Questo paragrafo risponde alle domande: come si prende Dediol? qual è il dosaggio raccomandato di Dediol? Quando va preso nella giornata Dediol

Posologia

Dose iniziale per tutte le indicazioni. Adulti: 1 mcg al giorno.

Bambini di peso superiore ai 20 Kg : 1 mcg al giorno. Bambini di peso inferiore ai 20 Kg : 0,05 mcg/Kg al giorno.

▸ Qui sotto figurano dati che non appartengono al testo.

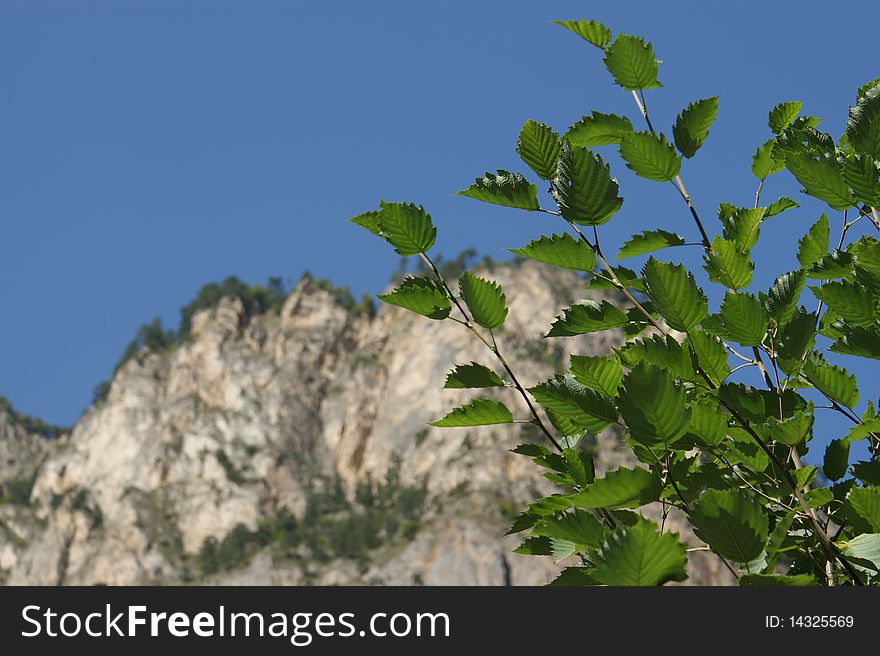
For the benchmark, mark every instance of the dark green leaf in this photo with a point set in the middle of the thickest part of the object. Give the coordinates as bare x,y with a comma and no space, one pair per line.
583,187
731,523
473,375
692,125
504,188
481,412
632,63
587,317
485,299
560,250
650,156
598,129
675,294
538,146
648,241
420,295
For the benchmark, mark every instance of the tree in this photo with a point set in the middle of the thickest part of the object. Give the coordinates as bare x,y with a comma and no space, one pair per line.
726,454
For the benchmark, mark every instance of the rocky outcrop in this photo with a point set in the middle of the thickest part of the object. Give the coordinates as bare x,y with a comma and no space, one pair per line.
293,448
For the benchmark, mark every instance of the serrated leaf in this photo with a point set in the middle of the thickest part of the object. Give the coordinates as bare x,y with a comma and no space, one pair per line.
583,187
598,129
538,146
407,227
863,126
485,299
675,294
588,316
866,502
566,397
504,188
782,299
692,125
831,380
648,241
728,265
480,412
640,555
560,250
783,115
836,460
711,355
650,156
780,205
421,295
601,373
731,523
631,62
470,376
619,488
708,422
852,302
763,161
821,178
813,245
860,172
653,406
593,31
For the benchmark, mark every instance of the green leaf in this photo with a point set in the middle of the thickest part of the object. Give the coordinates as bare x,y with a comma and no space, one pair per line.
783,115
866,502
711,355
582,405
763,161
592,31
640,555
619,488
583,187
601,373
675,294
598,129
653,406
863,126
836,383
485,299
731,523
504,188
538,146
407,227
559,250
836,459
650,156
782,299
692,125
822,178
481,412
743,319
852,302
776,580
588,316
728,265
708,422
473,375
861,173
420,295
648,241
813,245
780,205
631,62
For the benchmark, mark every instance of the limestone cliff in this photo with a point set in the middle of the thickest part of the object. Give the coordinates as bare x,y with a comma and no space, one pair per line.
291,448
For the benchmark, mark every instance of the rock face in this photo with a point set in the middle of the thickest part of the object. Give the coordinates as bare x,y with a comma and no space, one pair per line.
293,448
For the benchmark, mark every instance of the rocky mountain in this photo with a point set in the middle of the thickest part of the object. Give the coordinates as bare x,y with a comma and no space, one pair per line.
292,447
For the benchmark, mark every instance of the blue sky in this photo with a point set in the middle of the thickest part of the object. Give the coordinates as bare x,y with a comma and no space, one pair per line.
149,147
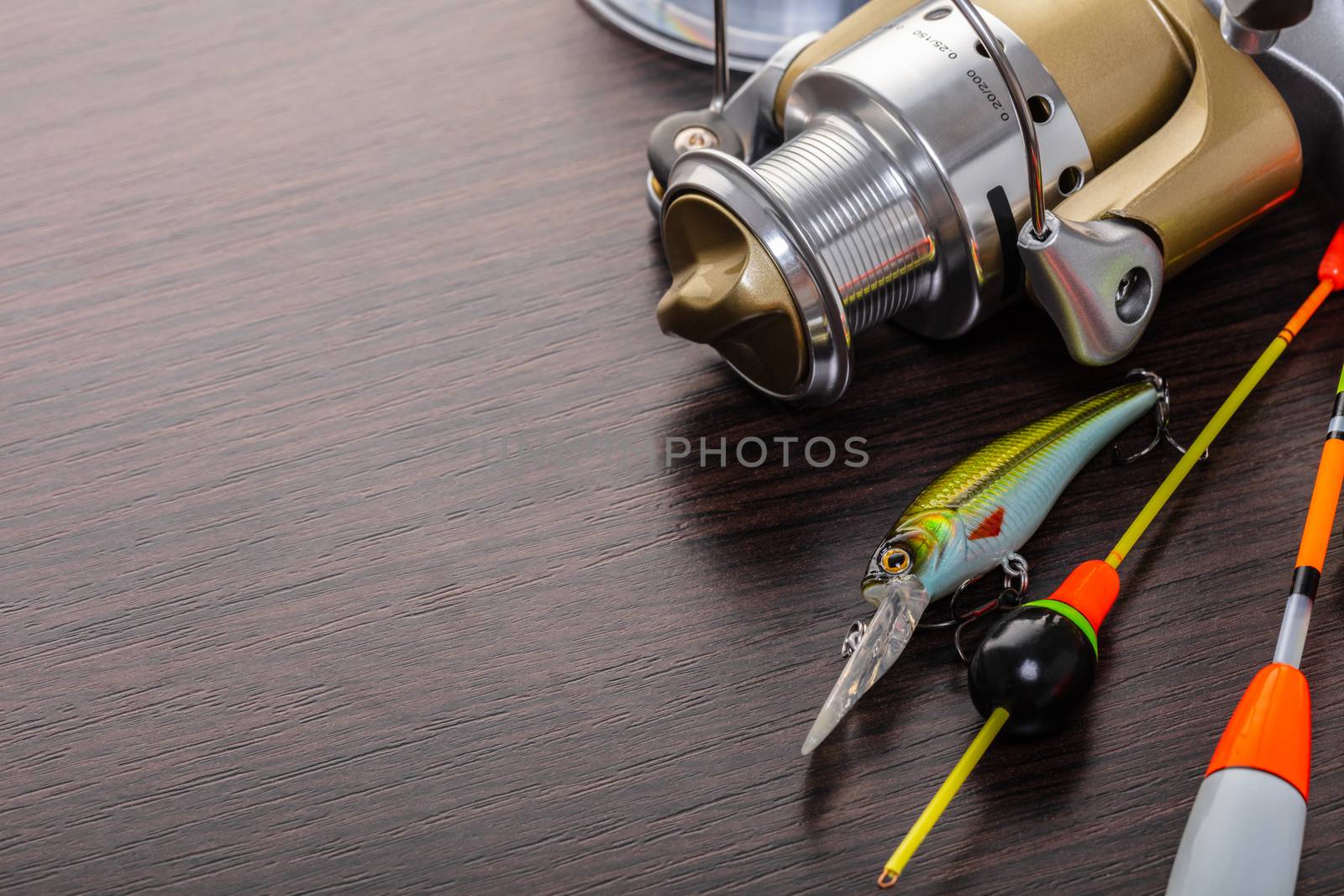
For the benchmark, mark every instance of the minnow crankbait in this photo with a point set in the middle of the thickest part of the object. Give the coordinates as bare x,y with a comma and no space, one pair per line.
1035,665
972,519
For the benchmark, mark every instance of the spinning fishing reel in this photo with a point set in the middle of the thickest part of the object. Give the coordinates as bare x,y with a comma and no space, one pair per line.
877,172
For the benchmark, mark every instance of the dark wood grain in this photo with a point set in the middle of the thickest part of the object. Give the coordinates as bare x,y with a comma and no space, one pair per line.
281,613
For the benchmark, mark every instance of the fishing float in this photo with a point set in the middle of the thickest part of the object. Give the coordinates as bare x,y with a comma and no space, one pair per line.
1245,831
1037,663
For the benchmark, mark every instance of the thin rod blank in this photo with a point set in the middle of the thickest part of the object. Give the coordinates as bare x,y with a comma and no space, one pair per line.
1215,425
1035,184
721,55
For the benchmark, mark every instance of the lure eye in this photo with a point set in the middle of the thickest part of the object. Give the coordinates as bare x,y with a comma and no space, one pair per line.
895,560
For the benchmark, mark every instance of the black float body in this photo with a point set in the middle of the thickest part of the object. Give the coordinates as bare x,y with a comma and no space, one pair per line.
1037,664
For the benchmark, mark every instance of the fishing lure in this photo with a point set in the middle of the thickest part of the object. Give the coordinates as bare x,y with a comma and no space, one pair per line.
1245,831
974,517
1037,664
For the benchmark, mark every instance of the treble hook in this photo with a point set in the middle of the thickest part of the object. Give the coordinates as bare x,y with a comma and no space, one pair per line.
1016,580
1163,414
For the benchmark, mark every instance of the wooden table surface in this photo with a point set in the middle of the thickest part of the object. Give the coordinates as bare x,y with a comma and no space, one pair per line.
336,557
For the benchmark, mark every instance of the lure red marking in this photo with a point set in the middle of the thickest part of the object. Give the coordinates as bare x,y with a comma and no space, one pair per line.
991,527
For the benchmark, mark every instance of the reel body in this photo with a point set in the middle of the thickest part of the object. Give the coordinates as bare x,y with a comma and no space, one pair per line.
878,174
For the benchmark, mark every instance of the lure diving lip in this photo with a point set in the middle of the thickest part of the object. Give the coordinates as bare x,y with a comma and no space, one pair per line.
971,519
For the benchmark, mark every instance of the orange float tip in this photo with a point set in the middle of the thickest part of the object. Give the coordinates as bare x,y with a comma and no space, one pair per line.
1270,728
1090,589
1332,264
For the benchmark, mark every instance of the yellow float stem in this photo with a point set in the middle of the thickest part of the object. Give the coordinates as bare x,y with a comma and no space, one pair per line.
929,817
1215,425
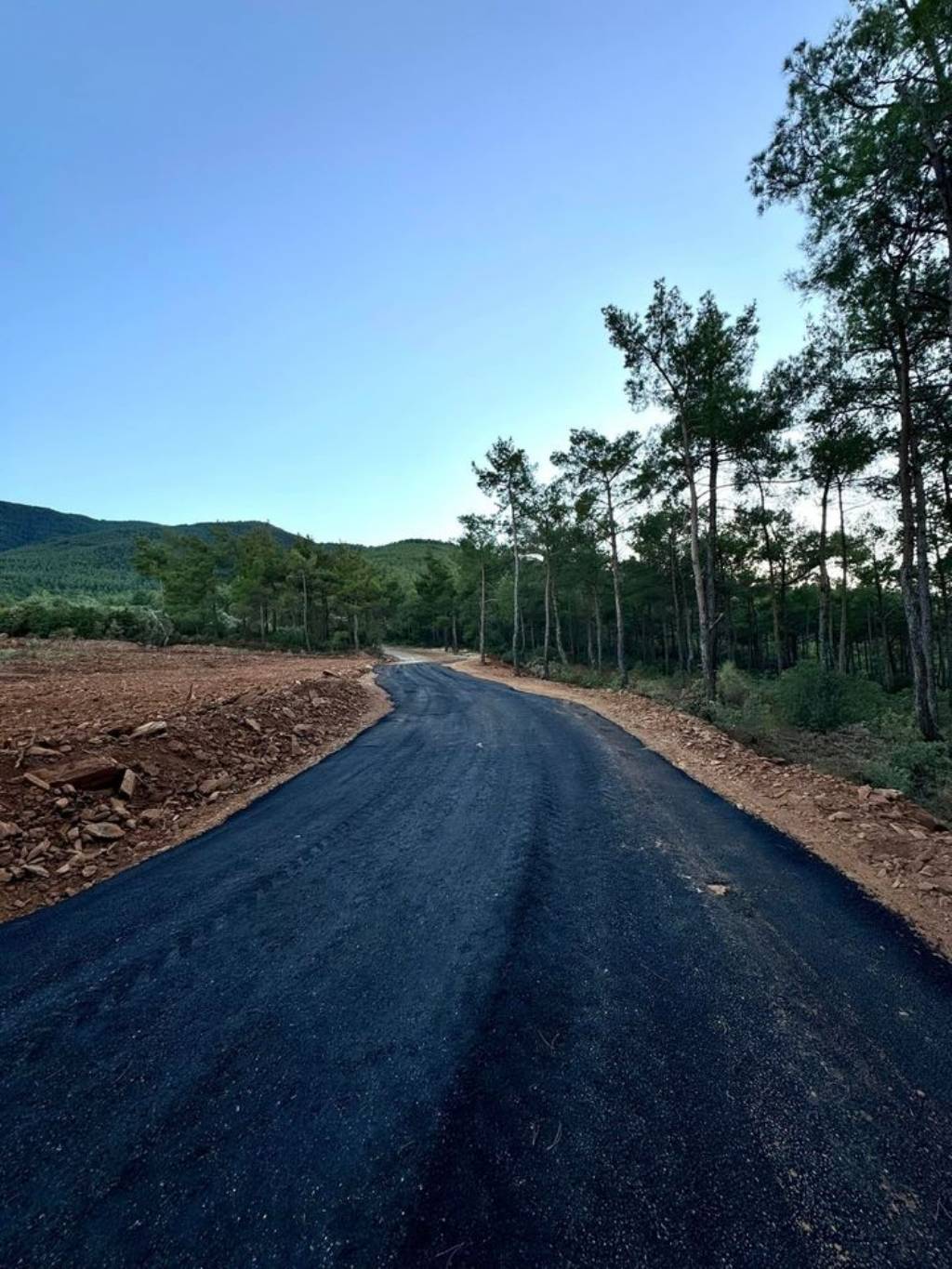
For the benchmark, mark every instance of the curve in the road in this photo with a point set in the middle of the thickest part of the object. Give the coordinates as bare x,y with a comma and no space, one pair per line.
464,995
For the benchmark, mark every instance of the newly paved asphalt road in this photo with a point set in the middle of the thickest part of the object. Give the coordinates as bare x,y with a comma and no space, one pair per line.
459,997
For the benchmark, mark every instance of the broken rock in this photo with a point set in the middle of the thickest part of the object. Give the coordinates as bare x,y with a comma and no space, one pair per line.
149,729
93,773
104,831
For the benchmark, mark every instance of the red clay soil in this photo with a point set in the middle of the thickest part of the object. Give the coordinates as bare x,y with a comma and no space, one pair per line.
897,852
111,751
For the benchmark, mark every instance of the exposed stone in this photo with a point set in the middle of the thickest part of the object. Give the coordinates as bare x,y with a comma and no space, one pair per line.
149,729
104,831
93,773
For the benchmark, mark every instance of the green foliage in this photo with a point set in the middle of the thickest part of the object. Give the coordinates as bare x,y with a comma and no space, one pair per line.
815,698
921,769
54,617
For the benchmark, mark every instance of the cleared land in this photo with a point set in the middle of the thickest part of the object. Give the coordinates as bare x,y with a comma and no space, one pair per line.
111,751
497,985
896,851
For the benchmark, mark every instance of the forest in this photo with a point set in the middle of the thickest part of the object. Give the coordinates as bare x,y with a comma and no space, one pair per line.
777,551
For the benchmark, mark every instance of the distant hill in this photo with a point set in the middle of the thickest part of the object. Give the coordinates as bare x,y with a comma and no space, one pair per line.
76,555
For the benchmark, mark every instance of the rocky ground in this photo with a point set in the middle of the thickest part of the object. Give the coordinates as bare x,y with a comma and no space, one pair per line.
111,751
897,852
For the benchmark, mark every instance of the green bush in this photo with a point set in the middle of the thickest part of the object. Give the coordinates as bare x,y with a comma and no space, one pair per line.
734,688
813,698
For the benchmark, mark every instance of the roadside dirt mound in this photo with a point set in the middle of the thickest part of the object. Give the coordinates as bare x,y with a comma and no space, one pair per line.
112,751
896,851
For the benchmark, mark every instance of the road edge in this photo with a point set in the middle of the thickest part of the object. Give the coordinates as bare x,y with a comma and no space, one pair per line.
836,841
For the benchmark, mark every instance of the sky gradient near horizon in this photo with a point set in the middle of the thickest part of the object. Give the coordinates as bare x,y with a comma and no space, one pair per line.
303,261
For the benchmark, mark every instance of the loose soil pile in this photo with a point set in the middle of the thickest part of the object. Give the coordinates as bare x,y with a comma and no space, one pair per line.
897,852
113,751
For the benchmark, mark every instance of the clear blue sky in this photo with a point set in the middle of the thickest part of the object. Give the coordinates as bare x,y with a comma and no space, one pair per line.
302,261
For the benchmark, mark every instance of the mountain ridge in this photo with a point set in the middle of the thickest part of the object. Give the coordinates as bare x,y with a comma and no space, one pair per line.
66,553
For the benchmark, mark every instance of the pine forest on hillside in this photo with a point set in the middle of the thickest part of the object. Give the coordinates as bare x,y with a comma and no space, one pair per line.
777,551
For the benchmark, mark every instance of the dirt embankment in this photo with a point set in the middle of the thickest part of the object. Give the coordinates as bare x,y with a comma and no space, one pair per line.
111,753
897,852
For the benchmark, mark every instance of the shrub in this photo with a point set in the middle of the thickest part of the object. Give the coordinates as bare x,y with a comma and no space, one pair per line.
734,688
813,698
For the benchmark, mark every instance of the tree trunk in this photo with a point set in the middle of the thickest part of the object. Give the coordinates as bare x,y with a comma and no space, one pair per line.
772,583
824,623
549,618
617,587
560,646
516,581
708,670
303,588
483,613
913,574
844,583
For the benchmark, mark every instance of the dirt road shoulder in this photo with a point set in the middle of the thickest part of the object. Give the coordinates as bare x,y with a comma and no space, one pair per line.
895,851
111,753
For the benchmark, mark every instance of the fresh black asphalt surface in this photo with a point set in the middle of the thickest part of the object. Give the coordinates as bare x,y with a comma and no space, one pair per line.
461,997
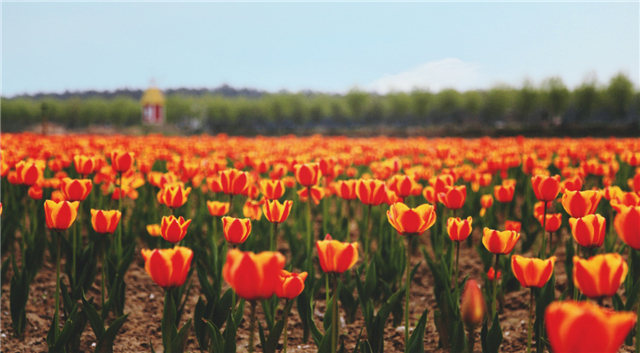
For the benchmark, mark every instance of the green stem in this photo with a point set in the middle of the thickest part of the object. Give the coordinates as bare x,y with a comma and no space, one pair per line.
456,278
366,235
543,248
274,231
56,316
334,326
286,328
494,301
406,298
531,305
252,325
119,238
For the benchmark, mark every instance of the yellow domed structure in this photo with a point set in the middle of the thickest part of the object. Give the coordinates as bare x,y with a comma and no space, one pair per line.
152,106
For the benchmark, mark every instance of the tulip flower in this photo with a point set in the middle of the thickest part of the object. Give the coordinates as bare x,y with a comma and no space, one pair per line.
28,173
581,203
272,189
459,229
236,230
217,208
411,221
60,215
233,181
546,188
599,276
335,256
168,268
504,192
35,192
154,230
76,189
307,174
513,225
174,195
121,161
532,272
498,243
290,285
453,197
84,164
473,310
627,224
253,276
588,231
252,210
486,201
174,229
105,222
578,327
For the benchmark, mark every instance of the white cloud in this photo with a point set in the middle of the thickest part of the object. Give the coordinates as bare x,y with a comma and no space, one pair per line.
433,76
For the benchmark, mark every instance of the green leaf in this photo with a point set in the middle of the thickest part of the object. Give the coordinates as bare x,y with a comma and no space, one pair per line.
416,341
105,344
180,341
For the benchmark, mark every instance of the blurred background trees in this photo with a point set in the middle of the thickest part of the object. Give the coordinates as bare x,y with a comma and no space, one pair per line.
550,106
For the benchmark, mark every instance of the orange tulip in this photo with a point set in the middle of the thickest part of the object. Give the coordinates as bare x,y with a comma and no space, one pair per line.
599,276
35,192
290,285
346,189
589,230
627,224
174,195
459,229
553,223
491,274
28,173
174,229
168,268
513,225
277,212
60,215
307,174
236,230
371,191
532,272
317,193
504,192
581,203
453,197
154,230
411,221
217,208
121,161
105,222
76,189
253,276
546,188
499,242
272,189
579,327
486,201
335,256
473,307
84,164
252,209
233,181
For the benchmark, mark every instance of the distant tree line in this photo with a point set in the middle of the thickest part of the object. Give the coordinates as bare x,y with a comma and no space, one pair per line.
247,111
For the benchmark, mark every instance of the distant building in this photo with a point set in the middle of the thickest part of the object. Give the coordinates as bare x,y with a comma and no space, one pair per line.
153,106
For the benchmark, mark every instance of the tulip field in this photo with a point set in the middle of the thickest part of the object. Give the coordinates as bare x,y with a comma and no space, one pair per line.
319,244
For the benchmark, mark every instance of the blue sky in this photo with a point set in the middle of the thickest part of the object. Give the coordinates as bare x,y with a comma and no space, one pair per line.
331,47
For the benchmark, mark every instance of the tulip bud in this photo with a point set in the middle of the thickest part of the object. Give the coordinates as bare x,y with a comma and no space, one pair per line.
473,307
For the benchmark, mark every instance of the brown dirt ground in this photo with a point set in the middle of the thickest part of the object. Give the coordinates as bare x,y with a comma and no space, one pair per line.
145,302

1 ml di soluzione contiene 2 mcg di principio attivo.

Popolazione pediatrica

Per i bambini di peso inferiore ai 20 kg la posologia è di 0,05 mcg/kg/die. Per facilitare il calcolo del dosaggio in questi bambini si riporta qui di seguito una tabella esemplificativa dose/peso:

Peso del bambino Dose Numero di gocce
1 kg 0,050 mcg 1 gtt
1,5 kg 0,075 mcg 2 gtt
2 kg 0,100 mcg 2 gtt
2,5 kg 0,125 mcg 3 gtt
3 kg 0,150 mcg 4 gtt
3,5 kg 0,175 mcg 4 gtt
4 kg 0,200 mcg 5 gtt
4,5 kg 0,225 mcg 6 gtt
5 kg 0,250 mcg 6 gtt
5,5 kg 0,275 mcg 7 gtt
6 kg 0,300 mcg 8 gtt
6,5 kg 0,325 mcg 8 gtt
7 kg 0,350 mcg 9 gtt
7,5 kg 0,375 mcg 10 gtt
8 kg 0,400 mcg 10 gtt
8,5 kg 0,425 mcg 11 gtt
9 kg 0,450 mcg 11 gtt
9,5 kg 0,475 mcg 12 gtt
10 kg 0,500 mcg 13 gtt
11 kg 0,550 mcg 14 gtt
12 kg 0,600 mcg 15 gtt
13 kg 0,650 mcg 17 gtt
14 kg 0,700 mcg 18 gtt
15 kg 0,750 mcg 19 gtt
16 kg 0,800 mcg 21 gtt
17 kg 0,850 mcg 22 gtt
18 kg 0,900 mcg 23 gtt
19 kg 0,950 mcg 25 gtt
20 kg 1,000 mcg 26 gtt

Modo di somministrazione

Si consiglia, di non somministrare direttamente il prodotto ma di utilizzare un cucchiaino per dosare correttamente l’esatto numero di gocce da somministrare.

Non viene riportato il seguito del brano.